Reading

Remember What You Read? Write to Remember

Reading and Memory

(Photo Credit: Blavity)

Although you may think you have the best memory, and maybe you do, after reading so many pieces, you need a strategy to aid your memory about the pieces read. One of the most important strategies for helping you to recall what you read, including remembering some sophisticated analyses and observations made, is to write a summary and/or critical review of each text read. Write the summary or critical review immediately after reading a text. This type of focused writing strategy benefits all readers.

Yes, taking notes about the works one reads is a traditional method that is useful in aiding your recollection. Taking notes, however, does not involve the serious level of focus and engagement that writing summaries and critical reviews necessitates. This greater level of focus and engagement will not only ameliorate your ability to recall what you read but also significantly enhance your comprehension.

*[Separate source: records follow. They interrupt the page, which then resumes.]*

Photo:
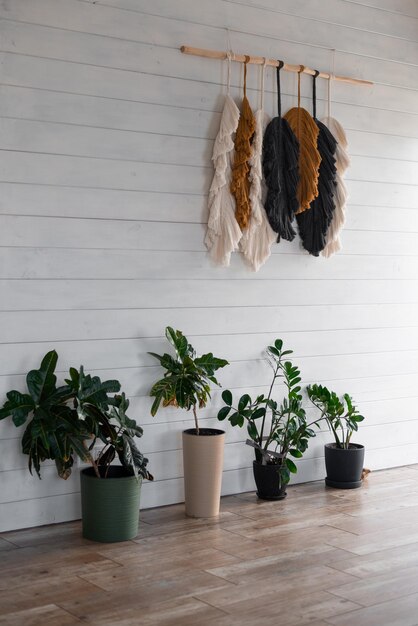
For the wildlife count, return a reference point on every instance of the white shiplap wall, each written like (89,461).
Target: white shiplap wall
(106,135)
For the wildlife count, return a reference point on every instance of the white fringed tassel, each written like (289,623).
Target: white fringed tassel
(258,238)
(223,233)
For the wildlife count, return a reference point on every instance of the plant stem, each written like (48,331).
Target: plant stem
(195,419)
(264,416)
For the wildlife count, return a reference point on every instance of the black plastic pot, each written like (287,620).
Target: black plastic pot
(344,467)
(110,506)
(268,481)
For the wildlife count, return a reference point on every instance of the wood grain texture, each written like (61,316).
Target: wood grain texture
(106,133)
(258,560)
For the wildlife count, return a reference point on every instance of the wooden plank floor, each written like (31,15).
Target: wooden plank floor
(322,556)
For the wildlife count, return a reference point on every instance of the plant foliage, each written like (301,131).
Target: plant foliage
(278,429)
(340,414)
(66,422)
(187,380)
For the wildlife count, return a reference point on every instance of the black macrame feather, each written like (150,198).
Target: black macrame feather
(280,167)
(314,223)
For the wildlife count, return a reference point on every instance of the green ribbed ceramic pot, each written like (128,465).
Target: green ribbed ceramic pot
(110,506)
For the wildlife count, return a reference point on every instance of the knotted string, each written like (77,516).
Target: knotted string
(314,94)
(279,95)
(301,69)
(228,82)
(247,58)
(262,83)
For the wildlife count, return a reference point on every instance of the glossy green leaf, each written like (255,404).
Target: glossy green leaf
(227,397)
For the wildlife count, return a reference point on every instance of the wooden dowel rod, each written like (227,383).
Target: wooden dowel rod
(218,54)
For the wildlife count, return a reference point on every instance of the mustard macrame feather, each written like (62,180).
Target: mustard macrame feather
(240,184)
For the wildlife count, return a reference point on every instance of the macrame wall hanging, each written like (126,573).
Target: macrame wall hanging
(314,224)
(240,184)
(306,131)
(258,238)
(303,161)
(223,233)
(342,161)
(281,171)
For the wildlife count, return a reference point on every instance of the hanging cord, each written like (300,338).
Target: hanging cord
(301,68)
(247,58)
(228,82)
(263,71)
(331,78)
(279,95)
(314,94)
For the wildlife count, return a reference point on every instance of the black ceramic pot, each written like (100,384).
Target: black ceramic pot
(344,467)
(268,481)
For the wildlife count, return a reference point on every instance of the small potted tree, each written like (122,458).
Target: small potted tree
(277,431)
(66,422)
(343,460)
(186,384)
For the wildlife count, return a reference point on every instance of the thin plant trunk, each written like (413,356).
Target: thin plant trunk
(195,419)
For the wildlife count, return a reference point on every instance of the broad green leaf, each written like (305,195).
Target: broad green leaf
(291,466)
(252,431)
(42,382)
(224,412)
(227,397)
(18,405)
(260,412)
(243,402)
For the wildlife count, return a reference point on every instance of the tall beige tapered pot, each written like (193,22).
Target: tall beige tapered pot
(203,456)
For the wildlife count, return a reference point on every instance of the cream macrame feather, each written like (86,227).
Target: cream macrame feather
(223,233)
(258,238)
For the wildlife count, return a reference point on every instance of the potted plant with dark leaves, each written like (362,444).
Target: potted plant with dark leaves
(278,430)
(186,384)
(343,460)
(66,422)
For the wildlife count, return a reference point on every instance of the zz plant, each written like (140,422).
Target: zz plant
(66,422)
(341,415)
(187,378)
(277,429)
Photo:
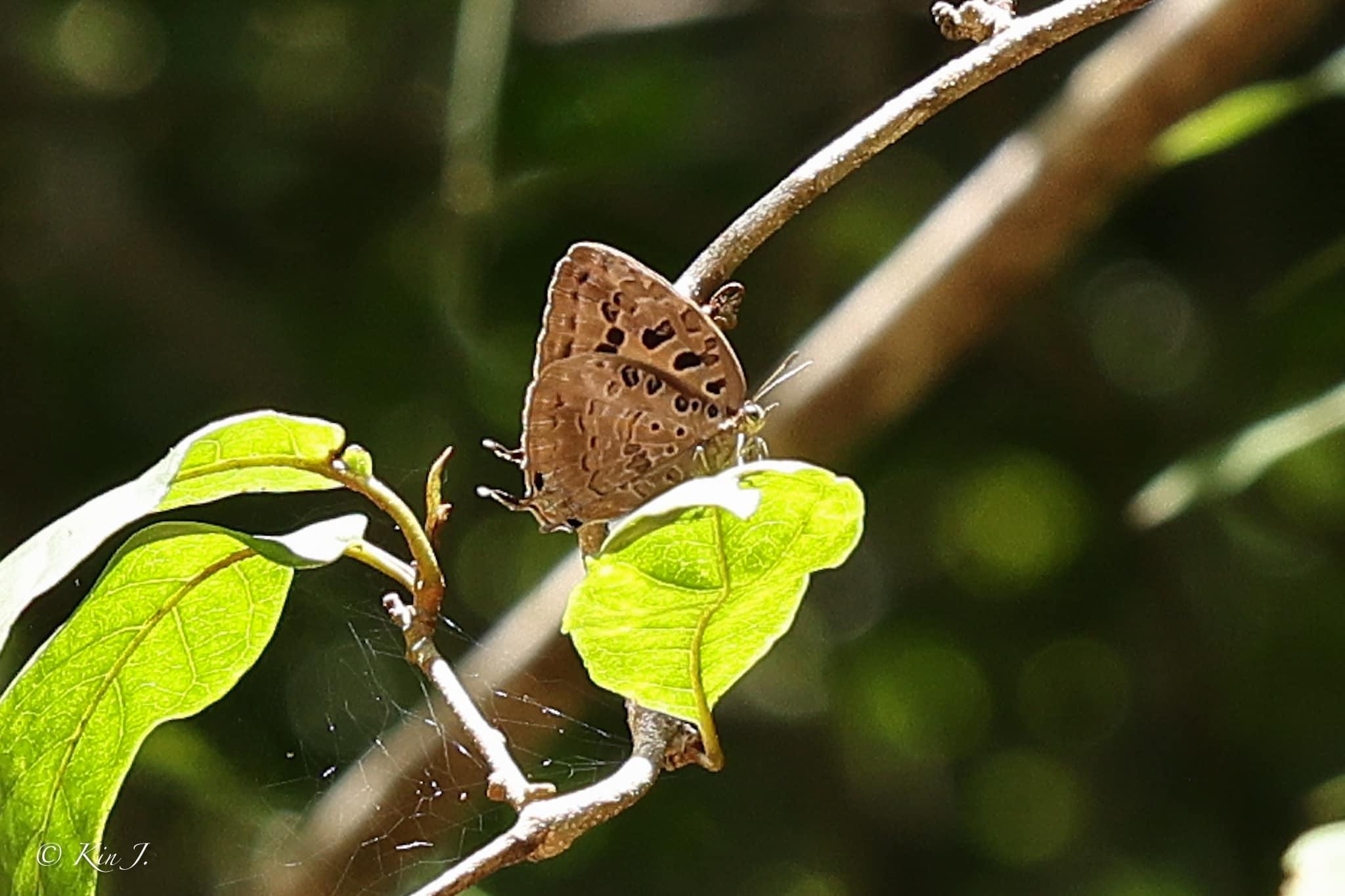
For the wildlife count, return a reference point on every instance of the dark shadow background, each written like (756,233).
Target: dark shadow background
(208,209)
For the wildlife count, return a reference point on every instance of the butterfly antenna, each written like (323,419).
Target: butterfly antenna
(513,456)
(499,495)
(785,372)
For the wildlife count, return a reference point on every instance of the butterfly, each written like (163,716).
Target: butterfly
(635,389)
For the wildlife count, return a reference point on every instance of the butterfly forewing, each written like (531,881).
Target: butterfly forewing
(604,435)
(604,301)
(630,379)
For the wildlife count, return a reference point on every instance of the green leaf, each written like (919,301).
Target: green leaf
(1229,120)
(182,610)
(1235,465)
(1245,113)
(671,616)
(259,452)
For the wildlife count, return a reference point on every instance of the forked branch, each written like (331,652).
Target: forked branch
(548,826)
(1016,42)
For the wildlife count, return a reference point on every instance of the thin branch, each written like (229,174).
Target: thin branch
(548,828)
(1013,46)
(385,562)
(506,781)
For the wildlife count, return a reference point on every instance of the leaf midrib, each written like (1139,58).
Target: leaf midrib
(110,677)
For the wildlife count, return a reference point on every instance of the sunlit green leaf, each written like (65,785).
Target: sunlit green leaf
(257,452)
(671,616)
(1231,468)
(179,614)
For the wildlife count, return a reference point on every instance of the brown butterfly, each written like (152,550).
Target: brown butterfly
(635,389)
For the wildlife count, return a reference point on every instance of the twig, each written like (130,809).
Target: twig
(426,582)
(548,828)
(506,781)
(1013,46)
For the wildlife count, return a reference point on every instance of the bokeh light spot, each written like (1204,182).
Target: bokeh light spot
(1024,807)
(1007,526)
(109,46)
(1074,692)
(1145,331)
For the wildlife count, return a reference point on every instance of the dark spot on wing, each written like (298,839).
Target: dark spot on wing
(686,360)
(655,336)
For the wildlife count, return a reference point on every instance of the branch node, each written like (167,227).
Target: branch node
(973,19)
(401,613)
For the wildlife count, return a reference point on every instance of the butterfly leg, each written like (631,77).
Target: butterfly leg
(703,459)
(502,496)
(513,456)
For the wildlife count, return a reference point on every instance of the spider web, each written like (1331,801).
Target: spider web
(385,773)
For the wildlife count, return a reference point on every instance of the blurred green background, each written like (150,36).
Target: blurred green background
(351,210)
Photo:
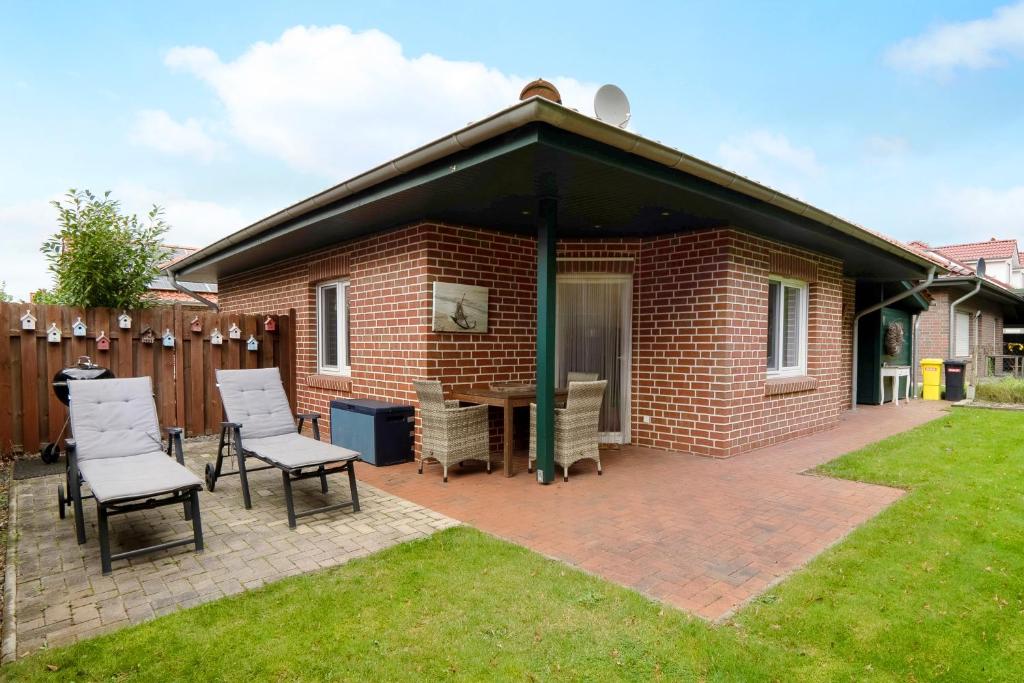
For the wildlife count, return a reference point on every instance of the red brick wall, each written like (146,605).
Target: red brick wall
(933,330)
(699,322)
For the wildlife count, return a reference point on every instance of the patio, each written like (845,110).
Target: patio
(60,596)
(702,535)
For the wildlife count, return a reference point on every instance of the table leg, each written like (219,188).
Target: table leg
(507,437)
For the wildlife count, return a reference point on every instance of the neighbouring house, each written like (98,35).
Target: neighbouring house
(720,310)
(164,292)
(986,306)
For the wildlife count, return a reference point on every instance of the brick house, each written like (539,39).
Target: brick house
(977,332)
(719,309)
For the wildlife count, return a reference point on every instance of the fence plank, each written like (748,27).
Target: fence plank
(30,386)
(6,383)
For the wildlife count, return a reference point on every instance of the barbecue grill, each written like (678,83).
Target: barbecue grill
(83,370)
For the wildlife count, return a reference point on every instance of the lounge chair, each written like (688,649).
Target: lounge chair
(260,425)
(451,434)
(576,427)
(118,452)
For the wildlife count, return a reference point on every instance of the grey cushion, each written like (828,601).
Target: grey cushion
(133,476)
(294,451)
(114,418)
(255,399)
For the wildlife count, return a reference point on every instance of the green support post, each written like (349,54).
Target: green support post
(547,267)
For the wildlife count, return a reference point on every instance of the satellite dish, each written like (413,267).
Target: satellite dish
(610,105)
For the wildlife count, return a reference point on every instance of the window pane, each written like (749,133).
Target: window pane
(329,327)
(348,345)
(773,326)
(792,314)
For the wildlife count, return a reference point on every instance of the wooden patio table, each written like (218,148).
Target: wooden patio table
(508,400)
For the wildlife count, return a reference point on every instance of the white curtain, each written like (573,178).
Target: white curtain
(593,336)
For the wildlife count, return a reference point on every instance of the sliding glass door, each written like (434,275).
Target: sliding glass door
(593,336)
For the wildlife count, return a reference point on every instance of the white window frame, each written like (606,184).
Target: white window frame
(966,340)
(344,363)
(801,368)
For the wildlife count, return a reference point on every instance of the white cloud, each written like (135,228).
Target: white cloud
(770,158)
(334,101)
(156,129)
(977,44)
(25,225)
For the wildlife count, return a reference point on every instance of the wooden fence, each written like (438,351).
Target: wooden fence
(182,374)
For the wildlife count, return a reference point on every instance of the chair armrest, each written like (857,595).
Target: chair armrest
(313,418)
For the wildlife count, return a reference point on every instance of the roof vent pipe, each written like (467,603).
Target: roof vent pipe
(870,309)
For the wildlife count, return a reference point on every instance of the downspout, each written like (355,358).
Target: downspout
(914,321)
(184,290)
(952,317)
(870,309)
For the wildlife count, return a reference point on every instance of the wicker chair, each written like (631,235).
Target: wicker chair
(576,427)
(451,434)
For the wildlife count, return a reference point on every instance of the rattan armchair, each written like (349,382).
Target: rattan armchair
(451,434)
(576,427)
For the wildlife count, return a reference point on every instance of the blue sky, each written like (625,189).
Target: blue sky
(904,117)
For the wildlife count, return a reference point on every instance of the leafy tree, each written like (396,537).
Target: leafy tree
(101,257)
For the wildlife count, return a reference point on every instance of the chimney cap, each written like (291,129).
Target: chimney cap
(541,88)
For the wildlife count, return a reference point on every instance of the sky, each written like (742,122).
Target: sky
(907,118)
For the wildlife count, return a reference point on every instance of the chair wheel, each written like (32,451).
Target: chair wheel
(211,479)
(50,453)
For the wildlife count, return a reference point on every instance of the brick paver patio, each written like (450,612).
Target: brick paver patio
(61,596)
(699,534)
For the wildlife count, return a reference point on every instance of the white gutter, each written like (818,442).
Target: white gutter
(870,309)
(540,110)
(952,317)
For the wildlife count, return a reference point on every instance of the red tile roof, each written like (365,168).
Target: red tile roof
(974,250)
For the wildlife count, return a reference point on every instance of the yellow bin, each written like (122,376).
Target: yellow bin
(931,369)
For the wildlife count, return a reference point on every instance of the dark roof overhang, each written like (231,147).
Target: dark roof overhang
(623,185)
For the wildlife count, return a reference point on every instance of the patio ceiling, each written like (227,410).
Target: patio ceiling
(601,190)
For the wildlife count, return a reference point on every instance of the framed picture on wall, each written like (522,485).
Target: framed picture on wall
(460,308)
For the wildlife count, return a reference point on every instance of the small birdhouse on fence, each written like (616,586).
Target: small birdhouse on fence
(28,321)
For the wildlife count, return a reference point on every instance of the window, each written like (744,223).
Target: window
(786,327)
(332,328)
(963,347)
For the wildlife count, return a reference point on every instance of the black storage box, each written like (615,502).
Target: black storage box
(380,431)
(954,379)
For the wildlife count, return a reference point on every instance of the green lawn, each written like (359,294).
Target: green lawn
(931,589)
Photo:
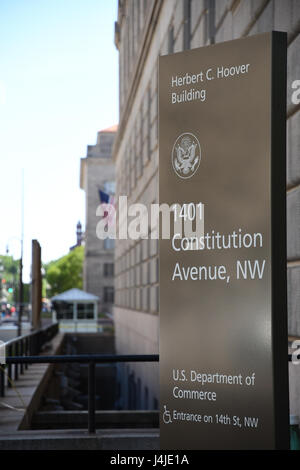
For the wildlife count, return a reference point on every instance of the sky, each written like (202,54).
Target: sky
(58,88)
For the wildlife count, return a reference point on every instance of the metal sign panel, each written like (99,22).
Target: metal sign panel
(223,334)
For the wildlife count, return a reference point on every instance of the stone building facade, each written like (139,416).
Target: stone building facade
(143,31)
(97,172)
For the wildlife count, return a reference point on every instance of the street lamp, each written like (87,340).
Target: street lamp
(21,295)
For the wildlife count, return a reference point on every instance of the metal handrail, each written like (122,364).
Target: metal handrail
(91,360)
(25,345)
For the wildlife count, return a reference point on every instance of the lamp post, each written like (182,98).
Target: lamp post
(21,290)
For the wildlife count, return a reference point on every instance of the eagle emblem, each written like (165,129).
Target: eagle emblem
(186,155)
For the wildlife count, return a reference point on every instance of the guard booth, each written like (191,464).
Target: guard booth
(75,310)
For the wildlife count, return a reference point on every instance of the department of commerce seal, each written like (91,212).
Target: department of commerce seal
(186,155)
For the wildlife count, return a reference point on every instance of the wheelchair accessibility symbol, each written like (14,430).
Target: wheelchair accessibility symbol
(166,416)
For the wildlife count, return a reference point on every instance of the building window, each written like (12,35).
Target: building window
(108,269)
(108,296)
(210,7)
(187,24)
(110,187)
(108,244)
(171,40)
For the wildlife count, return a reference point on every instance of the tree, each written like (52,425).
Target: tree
(66,272)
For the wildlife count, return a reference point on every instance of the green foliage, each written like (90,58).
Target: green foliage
(66,272)
(10,269)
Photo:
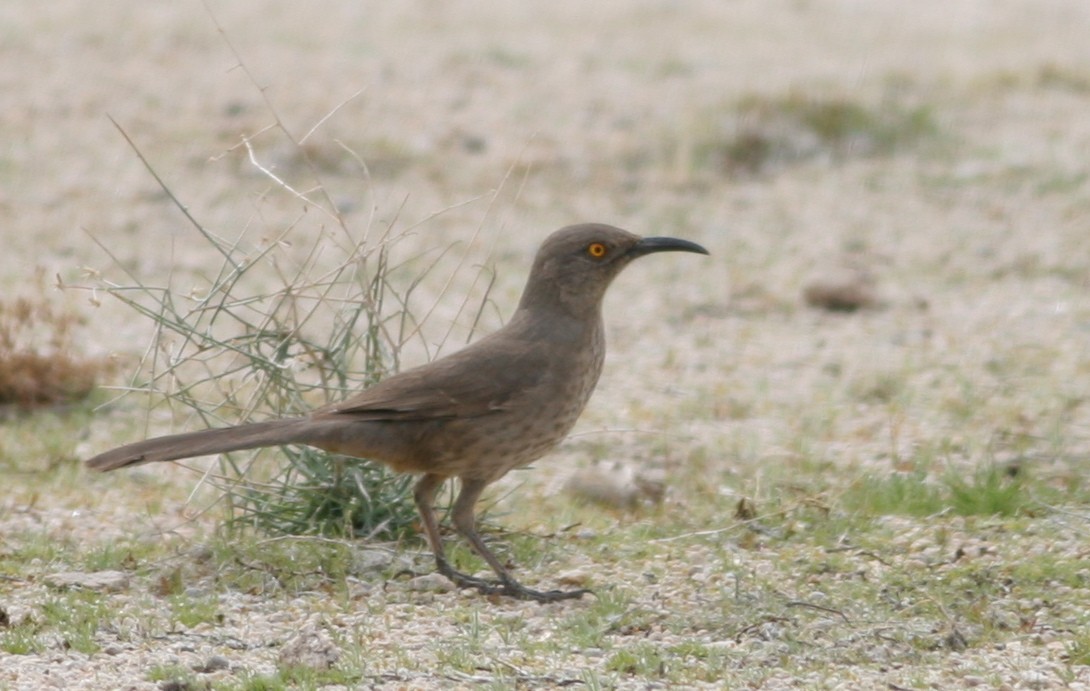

You can compose your summaries and critical reviews in a regular notebook or journal, but you might find it more fun to capture your summaries and critical reviews through blogging. By using blogging as your method of penning your summaries and critical reviews, you are able to share your writing with the world and engage and receive feedback from a global audience.

Blogger, Weebly, and WordPress are three excellent blogging platforms that you might consider using to blog your summaries and critical reviews of the pieces you read.

Most of us live busy lives. When you’ve invested your time and energy in reading a work, especially a long book or lengthy essay, do you really want to forget most or everything about the book or essay 6 months or a year after reading the book or essay? Let your summaries and critical reviews of those books and essays support your memory.